Schools are responding to this need by equipping students with the know-how to be leaders and problem solvers.
“We are, as it is often said, educating students for jobs that do not yet exist,” says Barbara Lyons, a teacher at Wilton High School’s Library Learning Commons in Wilton. “It is essential we provide them with the skills needed to think critically, solve problems, create solutions, and collaborate in our global society.”
To meet these needs, Wilton High School has rebranded its library as the “Library Learning Commons” (LLC). These spaces allow students to create content and products and access information. In Wilton, students can go to the “garage” (the library’s innovation center) to work with arts and crafts, recycled materials, and more.
“Our inclusive space and curated resources support students and teachers as thinkers and creators, as inquirers and collaborators, and enable them to explore and engage in content and issues important to their growth and learning,” Lyons explains.
To enable students to have a better handle on troubleshooting problems and designing, Wilton High School acquired a 3D printer.
“Students have printed drones, chess pieces, replacement hardware, and various models which are visual representations of their inquiry projects,” Lyons explains. “We also have basic circuitry and a 360-degree camera to support student creation.”
According to Lyons, students love the collaborative workspaces that include whiteboards for brainstorming and charging stations for personal devices.
Tina Henckel, assistant director of STEM programs for Shelton public schools, notes that STEM occupations are growing at a fast rate compared to other careers, and it’s Shelton’s responsibility as a school district to respond.
To ensure students are prepared for the workforce, Shelton administrators are working with local businesses and the community.
“We’re having frequent conversations and seeking feedback from leaders in the STEM industry, gathering data and learning from them to better provide curriculum and programs that are better aligned with career paths,” says Henckel.
Like Wilton, Shelton is transitioning all its libraries to a Library Learning Commons model. Curriculum also incorporates more STEM education. Shelton elementary schools are focusing on coding and maker space areas to spark creativity and innovation.
Through Milestone C, various STEM courses are offered for Shelton High School students, including an after-school aeronautical engineering program in which students build and fly drones. This spring, students can partake in a Future Aviators program, and there will be a new aviation course in the fall.

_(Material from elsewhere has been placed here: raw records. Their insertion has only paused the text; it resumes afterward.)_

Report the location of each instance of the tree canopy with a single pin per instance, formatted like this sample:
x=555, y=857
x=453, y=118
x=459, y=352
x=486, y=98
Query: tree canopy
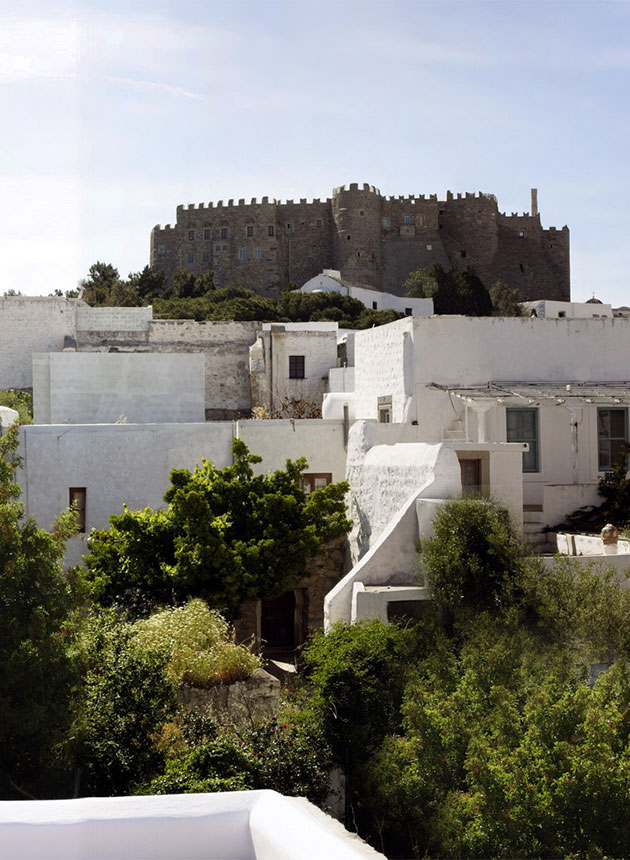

Narmer Bazile, a freshman at Shelton High School, has participated in a summer program through Milestone C, is on the robotics team, and has taken several STEM classes.
“It gives you the tools to be curious and rationally explore and explain the world around you,” Bazile comments. “Once you start looking into how the world works, you start to appreciate the complexities of nature and your very existence.”
Since there are many different aspects to STEM, Bazile suggests students give these programs a try to find an area that appeals to them.
The New Canaan school district has hosted Tech Night at New Canaan High School for more than 10 years. This year, however, the event had a new name: “Innovation Night.”
“Students’ relationship with technology has changed in a very fundamental way,” explains Matt Salvestrini, director of digital learning for the New Canaan public schools. “As a result, we saw that the event has evolved past simply an evening where students showcase technology into an event where students are showcasing how they have used technology in innovative and interesting ways to address needs that they see in their world.”
According to Salvestrini, Innovation Night allows students to showcase learning they’re passionate about and pursue in or outside of school. Projects include wearable technology, bicycle-powered generators, student-coded computer games, and homemade robots.
“Bringing students together in this venue also creates an opportunity for students to share ideas with each other, build new connections and to get constructive feedback from guests on their hard work,” Salvestrini says.
The need for innovation, science, and technology skills is going to become ever more in demand. With area schools’ commitment to promoting STEM programs, the future is in good hands.
“Our goal is to raise students who are well-equipped with the technical skills and knowledge to address real-world issues, while also being creative and flexible enough to look for non- traditional ways to solve problems,” Salvestrini concludes.